High-performance ACCL
Lingjun supports the high-performance Alibaba Collective Communication Library (ACCL). ACCL can be used together with hardware such as vSwitches to provide congestion-free and high-performance communication capabilities for AI clusters containing tens of thousands of GPUs.
In AI clusters, latency is mainly caused by communications between clusters. To prevent network congestion, you can build a high-speed RDMA network and perform appropriate communication scheduling. Alibaba Cloud uses ACCL to implement intelligent matching of GPUs and NICs, automatic identification of physical topologies inside and outside nodes, and topology-aware scheduling algorithms. This eliminates network congestion, facilitates network communications, and improves the elasticity of distributed training systems. For an AI cluster that contains tens of thousands of GPUs, the linear read capacity of the cluster can reach more than 80%. For an AI cluster that contains hundreds of GPUs, the computing performance of the cluster can reach more than 95%, which can meet the requirements of more than 80% of business scenarios.
High-performance KSpeed for data preloading acceleration
Based on the high-performance RDMA network and high-performance ACCL, Lingjun develops the high-performance KSpeed for data preloading acceleration to optimize intelligent data I/O.
Compute-storage separation architectures are widely used in AI, high-performance computing, and big data business scenarios. However, the loading of a large amount of training data causes efficiency bottlenecks. Alibaba Cloud uses KSpeed to improve data I/O performance.
For example, in specific scenarios, the amount of time that is consumed for data loading can occupy more than 60% of the total amount of training time. KSpeed can proactively preload data into the memory. This way, the amount of time that is consumed for data loading is reduced to less than 10% of the total amount of training time, which is equivalent to doubling the computing performance per unit time.

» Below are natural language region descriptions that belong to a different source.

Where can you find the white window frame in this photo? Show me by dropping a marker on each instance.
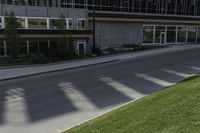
(77, 46)
(176, 42)
(67, 19)
(81, 19)
(37, 18)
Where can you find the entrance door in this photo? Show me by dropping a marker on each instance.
(81, 48)
(162, 38)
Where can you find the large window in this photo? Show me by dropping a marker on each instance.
(191, 34)
(171, 34)
(182, 33)
(34, 23)
(81, 24)
(22, 22)
(158, 31)
(23, 47)
(148, 34)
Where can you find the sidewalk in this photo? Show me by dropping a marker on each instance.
(11, 73)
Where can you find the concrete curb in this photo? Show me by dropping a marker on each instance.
(51, 71)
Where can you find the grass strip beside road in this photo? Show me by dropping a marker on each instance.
(175, 109)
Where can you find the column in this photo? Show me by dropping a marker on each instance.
(5, 48)
(27, 46)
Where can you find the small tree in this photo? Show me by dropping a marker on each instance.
(11, 33)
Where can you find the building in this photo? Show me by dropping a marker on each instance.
(118, 22)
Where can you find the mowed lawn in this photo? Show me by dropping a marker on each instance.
(175, 109)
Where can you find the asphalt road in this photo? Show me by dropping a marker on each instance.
(50, 103)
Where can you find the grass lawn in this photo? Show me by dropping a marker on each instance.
(175, 109)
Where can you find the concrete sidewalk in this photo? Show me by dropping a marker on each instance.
(11, 73)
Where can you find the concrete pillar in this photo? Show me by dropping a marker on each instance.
(5, 48)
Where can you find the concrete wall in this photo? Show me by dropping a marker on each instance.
(33, 11)
(112, 34)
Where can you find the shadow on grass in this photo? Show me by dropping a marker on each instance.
(190, 78)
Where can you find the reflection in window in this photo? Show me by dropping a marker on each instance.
(81, 24)
(53, 23)
(22, 48)
(22, 22)
(37, 23)
(198, 37)
(171, 34)
(182, 32)
(2, 52)
(70, 24)
(191, 34)
(148, 34)
(158, 31)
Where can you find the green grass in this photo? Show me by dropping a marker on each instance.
(175, 109)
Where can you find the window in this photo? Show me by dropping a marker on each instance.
(22, 22)
(191, 34)
(171, 34)
(198, 37)
(182, 32)
(81, 24)
(53, 23)
(35, 23)
(70, 24)
(23, 47)
(81, 48)
(1, 22)
(148, 34)
(2, 52)
(158, 31)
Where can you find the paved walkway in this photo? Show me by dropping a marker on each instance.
(10, 73)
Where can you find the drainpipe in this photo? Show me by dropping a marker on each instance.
(94, 29)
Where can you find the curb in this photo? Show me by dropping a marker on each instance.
(39, 73)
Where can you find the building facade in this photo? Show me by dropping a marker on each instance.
(118, 22)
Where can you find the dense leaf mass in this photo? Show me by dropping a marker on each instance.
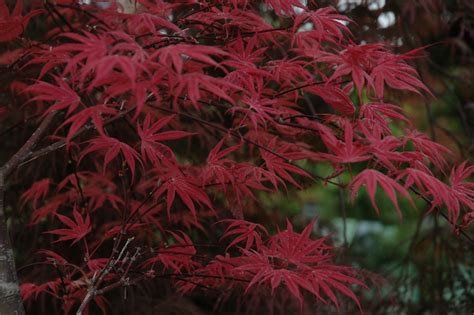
(172, 118)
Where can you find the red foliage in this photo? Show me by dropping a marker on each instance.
(225, 107)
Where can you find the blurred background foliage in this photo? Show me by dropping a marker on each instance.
(422, 265)
(419, 264)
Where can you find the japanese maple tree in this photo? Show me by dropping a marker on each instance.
(152, 131)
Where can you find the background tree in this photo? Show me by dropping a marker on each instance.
(159, 134)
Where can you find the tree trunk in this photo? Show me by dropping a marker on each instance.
(10, 299)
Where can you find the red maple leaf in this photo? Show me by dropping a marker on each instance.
(77, 229)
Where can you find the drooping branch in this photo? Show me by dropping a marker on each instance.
(10, 300)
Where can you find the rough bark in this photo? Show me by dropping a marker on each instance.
(10, 299)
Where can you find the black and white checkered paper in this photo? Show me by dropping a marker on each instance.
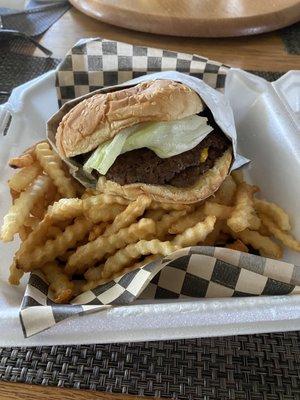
(96, 63)
(188, 273)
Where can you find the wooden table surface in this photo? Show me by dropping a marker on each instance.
(265, 52)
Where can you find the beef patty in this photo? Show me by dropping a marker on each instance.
(182, 170)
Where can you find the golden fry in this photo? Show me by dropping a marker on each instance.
(103, 199)
(187, 221)
(21, 209)
(156, 215)
(52, 165)
(163, 226)
(92, 252)
(54, 248)
(97, 230)
(124, 257)
(129, 215)
(273, 211)
(196, 234)
(36, 237)
(24, 232)
(66, 209)
(218, 210)
(93, 275)
(24, 177)
(156, 205)
(284, 237)
(238, 245)
(238, 176)
(225, 193)
(32, 222)
(59, 282)
(258, 242)
(104, 213)
(15, 274)
(243, 211)
(214, 235)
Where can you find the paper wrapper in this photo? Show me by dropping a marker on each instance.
(189, 273)
(216, 102)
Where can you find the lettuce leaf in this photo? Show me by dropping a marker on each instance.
(166, 139)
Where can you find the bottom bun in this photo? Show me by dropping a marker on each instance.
(206, 185)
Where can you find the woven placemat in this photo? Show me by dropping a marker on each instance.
(36, 20)
(265, 366)
(291, 38)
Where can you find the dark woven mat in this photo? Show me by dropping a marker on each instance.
(36, 20)
(291, 38)
(17, 68)
(256, 367)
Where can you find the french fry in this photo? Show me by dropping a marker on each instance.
(24, 177)
(105, 213)
(54, 248)
(35, 238)
(218, 210)
(97, 230)
(103, 199)
(196, 234)
(156, 205)
(285, 238)
(22, 207)
(52, 165)
(163, 226)
(243, 211)
(238, 176)
(66, 209)
(59, 282)
(129, 215)
(93, 275)
(24, 232)
(32, 222)
(238, 245)
(187, 221)
(15, 274)
(258, 242)
(124, 257)
(92, 252)
(156, 215)
(14, 195)
(88, 193)
(225, 193)
(212, 238)
(273, 211)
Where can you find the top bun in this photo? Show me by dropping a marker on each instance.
(100, 117)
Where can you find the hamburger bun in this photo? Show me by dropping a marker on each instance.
(100, 117)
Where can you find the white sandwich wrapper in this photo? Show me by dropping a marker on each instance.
(267, 120)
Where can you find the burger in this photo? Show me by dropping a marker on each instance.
(156, 138)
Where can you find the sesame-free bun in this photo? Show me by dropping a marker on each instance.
(100, 117)
(206, 185)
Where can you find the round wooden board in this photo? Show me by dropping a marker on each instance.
(198, 18)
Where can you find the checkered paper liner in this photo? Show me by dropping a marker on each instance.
(192, 272)
(96, 63)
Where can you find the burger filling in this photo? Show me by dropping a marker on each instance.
(170, 153)
(182, 170)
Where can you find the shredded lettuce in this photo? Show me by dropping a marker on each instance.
(166, 139)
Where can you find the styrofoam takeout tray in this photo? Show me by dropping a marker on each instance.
(268, 124)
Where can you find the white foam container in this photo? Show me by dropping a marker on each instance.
(268, 125)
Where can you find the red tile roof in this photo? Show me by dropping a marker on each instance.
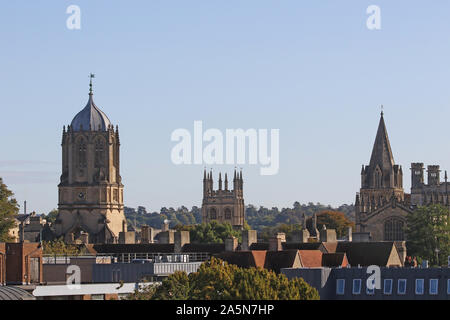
(311, 258)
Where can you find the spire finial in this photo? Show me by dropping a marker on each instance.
(91, 75)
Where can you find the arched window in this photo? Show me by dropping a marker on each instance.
(99, 153)
(82, 163)
(212, 214)
(227, 214)
(394, 230)
(378, 178)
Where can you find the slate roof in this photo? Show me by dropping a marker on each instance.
(132, 248)
(204, 247)
(334, 260)
(91, 118)
(305, 246)
(368, 253)
(275, 260)
(311, 258)
(244, 259)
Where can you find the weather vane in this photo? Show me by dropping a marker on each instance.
(91, 75)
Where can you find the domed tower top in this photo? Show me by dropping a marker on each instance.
(91, 118)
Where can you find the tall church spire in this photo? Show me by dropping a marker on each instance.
(382, 152)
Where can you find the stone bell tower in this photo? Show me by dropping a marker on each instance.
(91, 190)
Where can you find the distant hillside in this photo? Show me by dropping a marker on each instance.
(257, 218)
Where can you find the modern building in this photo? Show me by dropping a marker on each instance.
(20, 263)
(91, 191)
(394, 283)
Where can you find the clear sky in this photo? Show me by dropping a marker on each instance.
(309, 68)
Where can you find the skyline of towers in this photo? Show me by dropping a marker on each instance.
(223, 204)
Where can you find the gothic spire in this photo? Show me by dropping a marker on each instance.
(382, 152)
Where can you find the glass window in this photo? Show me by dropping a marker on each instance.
(401, 286)
(370, 291)
(356, 286)
(419, 286)
(340, 286)
(433, 286)
(387, 286)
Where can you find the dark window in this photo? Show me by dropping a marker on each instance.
(213, 214)
(82, 154)
(356, 286)
(99, 153)
(387, 286)
(420, 286)
(394, 230)
(401, 286)
(340, 286)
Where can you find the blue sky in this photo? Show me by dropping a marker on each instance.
(309, 68)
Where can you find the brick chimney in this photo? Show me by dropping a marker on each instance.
(231, 244)
(181, 238)
(249, 237)
(275, 244)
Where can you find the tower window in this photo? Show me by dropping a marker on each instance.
(227, 214)
(82, 154)
(378, 178)
(99, 153)
(213, 214)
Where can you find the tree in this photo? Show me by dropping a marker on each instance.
(213, 232)
(8, 210)
(218, 280)
(51, 216)
(333, 220)
(428, 233)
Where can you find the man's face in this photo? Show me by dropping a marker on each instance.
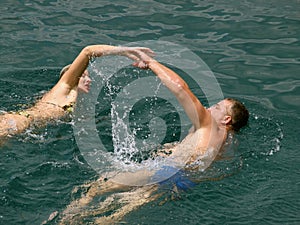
(84, 82)
(221, 111)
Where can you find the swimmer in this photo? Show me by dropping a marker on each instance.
(211, 127)
(60, 100)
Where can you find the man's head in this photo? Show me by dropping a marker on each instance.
(230, 113)
(84, 81)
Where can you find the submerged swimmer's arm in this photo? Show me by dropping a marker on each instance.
(71, 77)
(197, 113)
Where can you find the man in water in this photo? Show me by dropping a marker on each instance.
(61, 98)
(196, 151)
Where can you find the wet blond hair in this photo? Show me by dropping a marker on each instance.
(63, 70)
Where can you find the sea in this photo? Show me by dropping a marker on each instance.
(251, 49)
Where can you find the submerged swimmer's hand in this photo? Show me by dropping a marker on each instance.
(134, 52)
(143, 60)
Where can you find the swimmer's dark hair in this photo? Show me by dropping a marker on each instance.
(63, 70)
(239, 114)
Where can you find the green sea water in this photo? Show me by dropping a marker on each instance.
(253, 49)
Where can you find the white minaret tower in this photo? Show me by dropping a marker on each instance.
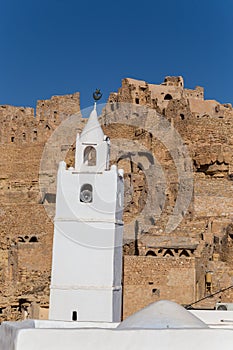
(88, 228)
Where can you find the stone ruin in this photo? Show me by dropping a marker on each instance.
(186, 263)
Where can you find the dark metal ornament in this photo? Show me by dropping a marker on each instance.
(97, 95)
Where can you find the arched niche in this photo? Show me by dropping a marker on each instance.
(89, 156)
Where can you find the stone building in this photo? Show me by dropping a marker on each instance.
(185, 264)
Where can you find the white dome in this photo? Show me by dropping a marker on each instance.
(162, 314)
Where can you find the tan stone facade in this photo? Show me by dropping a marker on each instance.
(157, 265)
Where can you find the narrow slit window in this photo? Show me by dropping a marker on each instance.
(89, 156)
(86, 195)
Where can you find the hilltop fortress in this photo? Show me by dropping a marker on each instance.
(185, 265)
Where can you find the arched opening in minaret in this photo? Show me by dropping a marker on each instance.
(86, 193)
(168, 97)
(89, 156)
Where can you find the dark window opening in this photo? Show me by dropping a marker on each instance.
(168, 97)
(89, 156)
(74, 316)
(168, 252)
(86, 193)
(184, 253)
(33, 239)
(150, 253)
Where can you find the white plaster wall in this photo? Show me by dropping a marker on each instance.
(53, 339)
(90, 304)
(77, 255)
(215, 317)
(68, 203)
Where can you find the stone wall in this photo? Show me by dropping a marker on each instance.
(156, 262)
(25, 229)
(149, 279)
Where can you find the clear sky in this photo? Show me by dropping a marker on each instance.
(56, 47)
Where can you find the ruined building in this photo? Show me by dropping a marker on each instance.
(185, 263)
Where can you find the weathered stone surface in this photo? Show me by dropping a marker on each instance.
(157, 263)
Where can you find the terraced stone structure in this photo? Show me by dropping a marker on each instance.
(186, 264)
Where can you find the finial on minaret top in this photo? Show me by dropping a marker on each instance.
(97, 95)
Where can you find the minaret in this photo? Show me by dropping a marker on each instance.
(88, 228)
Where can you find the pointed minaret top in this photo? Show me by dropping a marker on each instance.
(92, 133)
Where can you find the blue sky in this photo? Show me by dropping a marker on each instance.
(56, 47)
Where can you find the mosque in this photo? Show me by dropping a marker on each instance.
(85, 303)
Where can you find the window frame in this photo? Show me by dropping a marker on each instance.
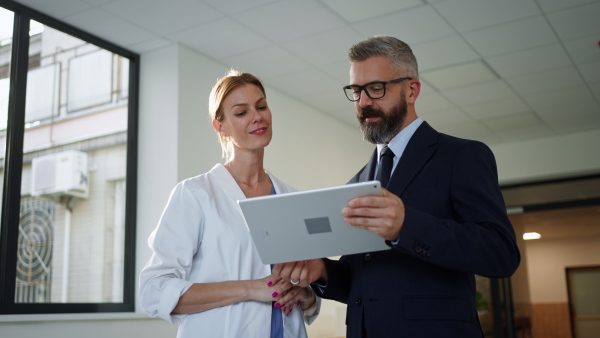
(14, 164)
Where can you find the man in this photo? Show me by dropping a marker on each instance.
(442, 214)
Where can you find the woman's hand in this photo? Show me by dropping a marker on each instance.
(303, 297)
(268, 289)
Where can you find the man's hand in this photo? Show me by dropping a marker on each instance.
(301, 273)
(382, 215)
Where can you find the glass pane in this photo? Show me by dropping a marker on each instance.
(6, 30)
(71, 231)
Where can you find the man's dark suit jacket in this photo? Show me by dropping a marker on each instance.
(455, 226)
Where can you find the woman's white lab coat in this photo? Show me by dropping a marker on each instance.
(202, 238)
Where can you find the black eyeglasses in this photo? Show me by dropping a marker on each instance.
(374, 90)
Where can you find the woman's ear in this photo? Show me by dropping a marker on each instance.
(218, 126)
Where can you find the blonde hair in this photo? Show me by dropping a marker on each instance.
(225, 85)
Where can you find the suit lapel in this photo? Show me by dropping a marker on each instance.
(368, 172)
(418, 151)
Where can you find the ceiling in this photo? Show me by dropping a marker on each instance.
(495, 71)
(560, 224)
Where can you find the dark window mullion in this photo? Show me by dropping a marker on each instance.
(13, 160)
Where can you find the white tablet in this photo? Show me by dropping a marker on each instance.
(308, 224)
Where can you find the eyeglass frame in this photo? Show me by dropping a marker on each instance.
(364, 88)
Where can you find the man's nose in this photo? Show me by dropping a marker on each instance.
(364, 100)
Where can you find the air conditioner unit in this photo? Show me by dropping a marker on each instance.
(63, 173)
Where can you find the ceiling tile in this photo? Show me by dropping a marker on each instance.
(339, 70)
(576, 22)
(292, 19)
(443, 118)
(595, 88)
(547, 80)
(492, 109)
(163, 17)
(548, 102)
(432, 103)
(267, 62)
(516, 121)
(110, 27)
(324, 48)
(334, 103)
(358, 10)
(576, 117)
(554, 5)
(489, 91)
(484, 13)
(530, 61)
(454, 50)
(403, 25)
(583, 50)
(231, 7)
(514, 36)
(460, 75)
(240, 39)
(525, 133)
(590, 71)
(426, 88)
(57, 8)
(467, 129)
(97, 2)
(149, 45)
(304, 84)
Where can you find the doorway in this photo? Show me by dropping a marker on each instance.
(584, 301)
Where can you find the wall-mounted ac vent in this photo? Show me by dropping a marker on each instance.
(59, 174)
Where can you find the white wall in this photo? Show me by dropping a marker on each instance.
(547, 260)
(549, 158)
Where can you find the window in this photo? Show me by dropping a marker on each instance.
(68, 117)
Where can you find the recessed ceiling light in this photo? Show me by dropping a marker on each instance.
(531, 235)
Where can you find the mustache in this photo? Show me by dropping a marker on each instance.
(368, 112)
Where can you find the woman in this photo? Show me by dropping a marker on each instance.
(205, 272)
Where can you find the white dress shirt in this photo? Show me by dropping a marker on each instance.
(202, 238)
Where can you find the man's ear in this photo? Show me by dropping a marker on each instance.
(414, 91)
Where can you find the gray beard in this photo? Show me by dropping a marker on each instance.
(389, 125)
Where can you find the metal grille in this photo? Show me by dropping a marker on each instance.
(34, 259)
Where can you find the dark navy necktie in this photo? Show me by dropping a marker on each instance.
(386, 162)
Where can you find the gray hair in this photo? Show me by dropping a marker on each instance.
(398, 52)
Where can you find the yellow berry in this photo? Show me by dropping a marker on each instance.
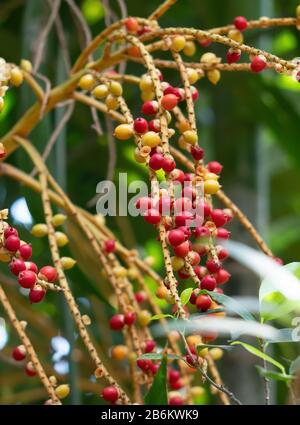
(151, 139)
(67, 263)
(123, 132)
(16, 77)
(58, 219)
(211, 187)
(87, 82)
(178, 43)
(61, 239)
(214, 76)
(100, 91)
(115, 88)
(189, 48)
(62, 391)
(190, 137)
(39, 230)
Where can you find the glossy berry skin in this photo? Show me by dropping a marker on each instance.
(110, 394)
(17, 266)
(25, 251)
(49, 273)
(12, 243)
(19, 353)
(203, 302)
(208, 283)
(117, 322)
(27, 279)
(140, 125)
(241, 23)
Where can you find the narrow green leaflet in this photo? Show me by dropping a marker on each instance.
(260, 354)
(157, 394)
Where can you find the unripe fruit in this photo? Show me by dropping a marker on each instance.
(12, 243)
(140, 125)
(62, 391)
(240, 23)
(16, 77)
(117, 323)
(67, 263)
(25, 251)
(110, 394)
(48, 273)
(178, 43)
(19, 353)
(27, 279)
(36, 294)
(123, 132)
(86, 82)
(61, 239)
(39, 230)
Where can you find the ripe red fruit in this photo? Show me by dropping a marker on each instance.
(203, 302)
(109, 246)
(182, 250)
(117, 322)
(17, 266)
(110, 394)
(169, 101)
(12, 243)
(152, 216)
(176, 237)
(140, 125)
(197, 153)
(36, 294)
(27, 279)
(149, 346)
(208, 283)
(48, 273)
(214, 167)
(129, 318)
(156, 161)
(19, 353)
(150, 107)
(240, 23)
(25, 251)
(258, 63)
(10, 231)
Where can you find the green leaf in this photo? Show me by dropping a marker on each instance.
(260, 354)
(157, 394)
(275, 376)
(186, 295)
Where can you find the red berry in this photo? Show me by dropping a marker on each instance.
(19, 353)
(140, 125)
(152, 216)
(25, 251)
(169, 101)
(203, 302)
(241, 23)
(110, 394)
(110, 246)
(176, 237)
(258, 64)
(27, 279)
(197, 153)
(214, 167)
(129, 318)
(117, 322)
(150, 107)
(48, 273)
(12, 243)
(208, 283)
(36, 294)
(17, 266)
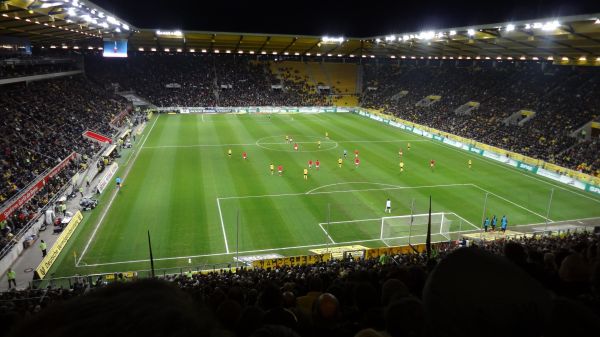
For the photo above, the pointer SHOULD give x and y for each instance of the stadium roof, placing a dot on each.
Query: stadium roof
(82, 23)
(65, 22)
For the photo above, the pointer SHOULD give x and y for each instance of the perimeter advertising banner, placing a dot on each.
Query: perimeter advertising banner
(58, 246)
(548, 170)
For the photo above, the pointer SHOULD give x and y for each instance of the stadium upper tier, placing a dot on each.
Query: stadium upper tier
(82, 25)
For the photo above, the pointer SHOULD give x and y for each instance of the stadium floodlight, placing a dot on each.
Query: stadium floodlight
(550, 25)
(426, 35)
(330, 39)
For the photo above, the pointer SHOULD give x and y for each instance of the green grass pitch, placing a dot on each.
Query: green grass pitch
(200, 204)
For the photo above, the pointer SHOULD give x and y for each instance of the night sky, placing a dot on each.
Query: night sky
(326, 17)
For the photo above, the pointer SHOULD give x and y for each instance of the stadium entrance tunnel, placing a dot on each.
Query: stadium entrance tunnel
(304, 143)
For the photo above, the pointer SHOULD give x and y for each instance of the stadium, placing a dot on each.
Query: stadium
(206, 182)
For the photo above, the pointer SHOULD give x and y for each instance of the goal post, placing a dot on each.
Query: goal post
(401, 230)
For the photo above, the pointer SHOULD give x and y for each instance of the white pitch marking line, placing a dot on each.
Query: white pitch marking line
(344, 191)
(522, 207)
(326, 233)
(114, 195)
(490, 161)
(350, 182)
(254, 251)
(223, 226)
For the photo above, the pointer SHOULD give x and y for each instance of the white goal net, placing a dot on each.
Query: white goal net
(407, 229)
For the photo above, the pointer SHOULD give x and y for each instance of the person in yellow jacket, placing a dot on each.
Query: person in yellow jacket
(43, 247)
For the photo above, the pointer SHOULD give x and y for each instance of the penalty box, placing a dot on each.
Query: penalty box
(338, 213)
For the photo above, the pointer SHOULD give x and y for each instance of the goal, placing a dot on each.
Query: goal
(407, 229)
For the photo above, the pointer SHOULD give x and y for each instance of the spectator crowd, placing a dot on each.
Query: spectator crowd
(544, 286)
(563, 98)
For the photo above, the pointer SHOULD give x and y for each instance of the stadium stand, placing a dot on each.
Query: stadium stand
(540, 286)
(562, 97)
(42, 124)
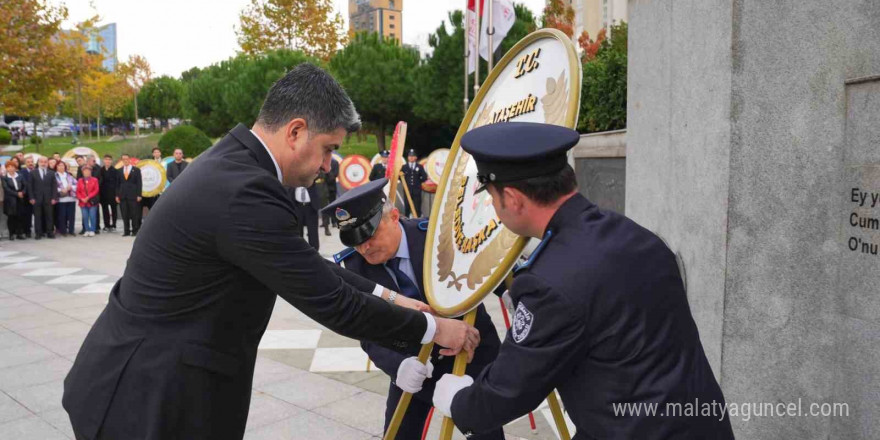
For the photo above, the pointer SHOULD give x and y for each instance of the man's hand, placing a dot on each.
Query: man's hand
(411, 374)
(446, 389)
(414, 304)
(456, 336)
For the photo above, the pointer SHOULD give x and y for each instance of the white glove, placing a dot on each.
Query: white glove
(411, 373)
(445, 391)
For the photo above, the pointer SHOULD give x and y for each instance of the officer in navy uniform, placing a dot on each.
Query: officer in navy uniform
(414, 175)
(378, 170)
(601, 311)
(389, 250)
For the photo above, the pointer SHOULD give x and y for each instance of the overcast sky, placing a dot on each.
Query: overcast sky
(176, 35)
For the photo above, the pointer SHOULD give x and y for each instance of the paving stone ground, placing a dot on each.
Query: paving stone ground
(309, 382)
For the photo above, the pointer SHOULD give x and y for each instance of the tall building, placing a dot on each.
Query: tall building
(384, 17)
(103, 41)
(593, 15)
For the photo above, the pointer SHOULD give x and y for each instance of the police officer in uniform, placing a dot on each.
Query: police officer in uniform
(414, 175)
(389, 250)
(601, 310)
(378, 170)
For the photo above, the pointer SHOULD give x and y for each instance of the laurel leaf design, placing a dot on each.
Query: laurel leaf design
(488, 259)
(445, 250)
(554, 102)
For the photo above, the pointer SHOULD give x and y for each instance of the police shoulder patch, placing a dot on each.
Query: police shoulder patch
(523, 320)
(341, 256)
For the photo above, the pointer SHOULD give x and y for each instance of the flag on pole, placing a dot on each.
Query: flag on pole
(504, 16)
(471, 29)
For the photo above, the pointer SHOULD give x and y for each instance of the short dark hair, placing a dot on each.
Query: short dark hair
(544, 190)
(310, 93)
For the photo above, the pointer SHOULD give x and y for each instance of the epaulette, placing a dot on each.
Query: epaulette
(535, 254)
(347, 252)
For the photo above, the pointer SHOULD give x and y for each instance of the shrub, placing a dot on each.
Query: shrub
(186, 137)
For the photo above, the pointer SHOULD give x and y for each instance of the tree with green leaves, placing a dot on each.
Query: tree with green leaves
(160, 98)
(438, 81)
(377, 74)
(603, 93)
(217, 97)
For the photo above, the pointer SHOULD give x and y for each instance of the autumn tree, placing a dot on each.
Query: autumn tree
(136, 72)
(560, 16)
(34, 57)
(306, 25)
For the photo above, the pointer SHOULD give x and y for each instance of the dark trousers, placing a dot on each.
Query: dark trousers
(26, 218)
(414, 420)
(65, 217)
(44, 222)
(131, 215)
(307, 217)
(15, 225)
(417, 200)
(106, 208)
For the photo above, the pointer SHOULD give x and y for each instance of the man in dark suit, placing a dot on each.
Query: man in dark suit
(128, 195)
(601, 311)
(175, 167)
(390, 250)
(27, 218)
(414, 175)
(307, 204)
(378, 170)
(109, 185)
(44, 195)
(172, 355)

eGPU for GPU-accelerated containers
To resolve issues that may occur in your business scenarios, such as oversized AI tasks, high costs of GPU hardware resources, and low GPU utilization, Lingjun supports eGPU, which is a GPU virtualization technology that can effectively improve the GPU utilization of AI clusters. eGPU has the following benefits:
Supports GPU isolation based on video memory and computing power.
Supports multiple specifications.
Supports dynamic creation and destruction.
Supports hot upgrade.
Supports user-mode technologies to ensure higher reliability.